Lukaszek
Trzymałem większość moich różyczek pod doświetleniem w temp. ok 29 stopni. Pierwszą ich partię wymieniłem na początku stycznia i te odstawiłem na wypoczynek do jasnego pomieszczenia o temp. 18 stopni. Druga partia różyczek stała w boksie do końca marca i potem również miała okres spoczynku.
Prawie wszystkie rośliny zgubiły liście (zauważyłem, że są one mniej trwałe od liści wyrośniętych na słońcu)
Rośliny z drugiej partii dopiero puszczają młode listki.

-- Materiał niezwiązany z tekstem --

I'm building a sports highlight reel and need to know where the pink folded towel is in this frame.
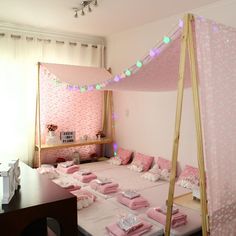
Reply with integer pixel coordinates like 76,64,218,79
146,208,187,228
73,172,97,183
106,220,152,236
64,184,81,192
89,180,119,194
116,194,149,210
57,163,79,174
71,189,96,201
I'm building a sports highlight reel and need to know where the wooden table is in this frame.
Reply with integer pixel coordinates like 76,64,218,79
0,163,78,236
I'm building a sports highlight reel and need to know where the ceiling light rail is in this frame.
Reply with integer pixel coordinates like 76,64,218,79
73,0,98,18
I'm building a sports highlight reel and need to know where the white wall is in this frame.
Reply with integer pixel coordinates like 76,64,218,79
107,0,236,170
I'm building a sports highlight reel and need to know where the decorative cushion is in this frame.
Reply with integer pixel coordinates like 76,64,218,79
117,148,132,165
157,157,171,172
132,152,154,171
141,164,170,182
109,156,121,166
177,165,199,189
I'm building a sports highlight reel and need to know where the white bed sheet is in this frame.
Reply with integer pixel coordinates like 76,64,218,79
51,161,201,236
78,195,163,236
92,166,167,191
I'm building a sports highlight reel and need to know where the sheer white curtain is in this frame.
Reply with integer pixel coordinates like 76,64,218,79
0,30,104,164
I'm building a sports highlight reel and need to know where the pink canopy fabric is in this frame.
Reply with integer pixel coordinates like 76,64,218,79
104,28,190,91
195,18,236,236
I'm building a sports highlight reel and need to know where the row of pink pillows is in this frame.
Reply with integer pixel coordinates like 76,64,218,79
117,148,199,187
117,148,171,171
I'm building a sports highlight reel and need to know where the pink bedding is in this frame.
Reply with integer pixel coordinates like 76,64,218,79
106,220,152,236
73,172,97,183
116,193,149,210
147,208,187,228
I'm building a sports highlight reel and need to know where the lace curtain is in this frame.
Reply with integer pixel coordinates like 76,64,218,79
195,18,236,236
0,32,104,164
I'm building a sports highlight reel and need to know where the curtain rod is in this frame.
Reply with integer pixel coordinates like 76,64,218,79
0,33,98,48
0,22,106,46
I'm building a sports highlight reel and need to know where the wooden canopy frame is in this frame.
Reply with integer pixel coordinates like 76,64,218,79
165,14,209,236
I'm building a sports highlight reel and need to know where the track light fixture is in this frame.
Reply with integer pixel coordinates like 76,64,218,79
73,0,98,18
74,10,78,18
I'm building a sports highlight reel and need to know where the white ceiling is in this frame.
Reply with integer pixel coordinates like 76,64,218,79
0,0,221,36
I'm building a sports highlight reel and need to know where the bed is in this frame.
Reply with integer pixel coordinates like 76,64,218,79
38,161,201,236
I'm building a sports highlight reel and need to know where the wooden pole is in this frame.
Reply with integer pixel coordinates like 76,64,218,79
188,15,208,236
108,91,115,154
165,15,189,236
36,62,41,167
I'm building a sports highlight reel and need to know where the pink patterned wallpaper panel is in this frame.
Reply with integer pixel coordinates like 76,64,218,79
40,73,103,163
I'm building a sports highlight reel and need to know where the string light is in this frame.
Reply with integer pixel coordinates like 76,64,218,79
114,75,120,82
88,85,94,91
179,19,184,28
95,84,101,90
136,61,143,68
80,87,86,93
125,69,132,76
163,36,171,44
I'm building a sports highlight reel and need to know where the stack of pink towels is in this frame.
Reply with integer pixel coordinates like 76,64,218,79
147,208,187,228
89,179,119,194
73,170,97,183
57,161,79,174
116,192,149,210
71,189,96,210
106,220,152,236
64,184,81,192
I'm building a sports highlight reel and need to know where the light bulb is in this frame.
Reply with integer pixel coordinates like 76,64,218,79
96,84,101,90
136,61,143,68
163,36,171,44
93,0,98,7
74,11,78,18
125,69,131,76
114,75,120,82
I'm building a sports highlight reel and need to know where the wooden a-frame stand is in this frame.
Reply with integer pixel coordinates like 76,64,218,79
165,14,208,236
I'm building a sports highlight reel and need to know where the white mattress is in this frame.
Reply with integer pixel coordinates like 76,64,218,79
91,166,167,191
78,195,163,236
47,161,201,236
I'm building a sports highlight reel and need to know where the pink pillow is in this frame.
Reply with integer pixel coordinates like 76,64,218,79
157,157,171,172
132,152,154,171
177,165,199,188
117,148,132,165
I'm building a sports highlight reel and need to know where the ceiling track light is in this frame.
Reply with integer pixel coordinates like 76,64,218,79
73,0,98,18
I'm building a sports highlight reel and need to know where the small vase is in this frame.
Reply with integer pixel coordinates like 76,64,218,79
46,131,58,145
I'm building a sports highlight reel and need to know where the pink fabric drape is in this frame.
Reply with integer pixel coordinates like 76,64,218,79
195,18,236,236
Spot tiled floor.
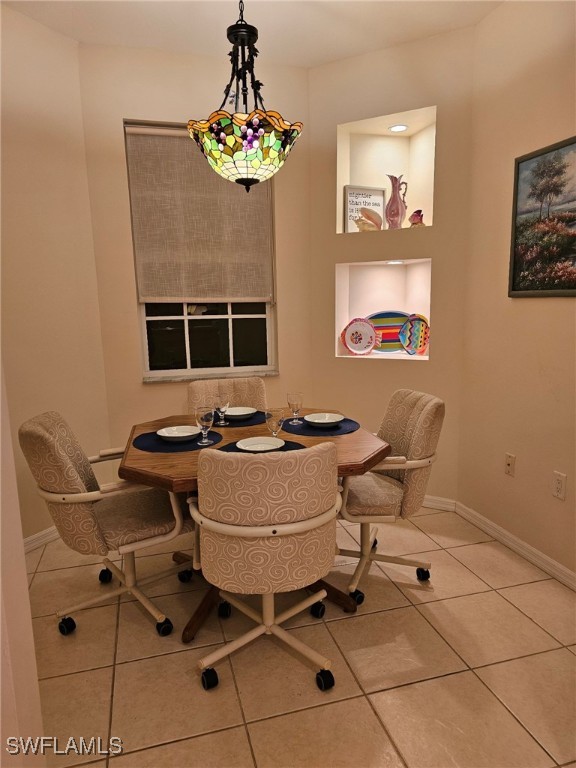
[27,509,576,768]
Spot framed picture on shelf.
[344,186,385,232]
[508,136,576,298]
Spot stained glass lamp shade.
[188,0,302,192]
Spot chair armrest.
[88,448,124,464]
[38,480,155,504]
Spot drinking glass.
[196,405,214,445]
[287,392,302,425]
[266,408,285,437]
[214,396,230,427]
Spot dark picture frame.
[508,136,576,298]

Wystawienie roślin z boksu jest dla nich szokiem przejście z temp. 30 stopni do 18 stopni powoduje żółknięcie i opadanie liści i tylko kilku roślinom udało się zatrzymać liście wyrośnięte pod lampami.
W związku z tym nie powinieneś martwić się, że Twoje rośliny stanęły czy gubią liście, bo muszą odreagować stres i przyzwyczaić się do nowych warunków.
Trzymanie ich "pod kloszem" przynosi mimo wszystko dużo pozytywów.
Tej roślinie zrobiłem zdjęcie jesienią gdy powędrowała do pokoju, potem wyjechała do "ciepłych krajów"
Gdy wróciła w końcu kwietnia sporo jej przyrosły pędy boczne, niedługo będę je przycinać aby się rozkrzewiły.
Tą roślinę uprawianą w hydroponice przyciąłem w lutym i trzymałem pod ledami aby się rozkrzewiła, pod koniec marca wyjąłem z boksu - roślina malutkich listków nie zgubiła może dlatego,że była stosunkowo krótko pod sztucznym oświetleniem.
Trzymanie przyciętych roślin pod ledami przeznaczonymi na wzrost roślin bardzo je pobudza do wytwarzania dużej ilości nowych przyrostów. Muszą stać pod sztucznym oświetleniem ok 2 miesięcy, potem najlepiej jak trafią na okno pod słoneczko.
Dziś adenium wygląda tak, przybyło mu również "w pasie"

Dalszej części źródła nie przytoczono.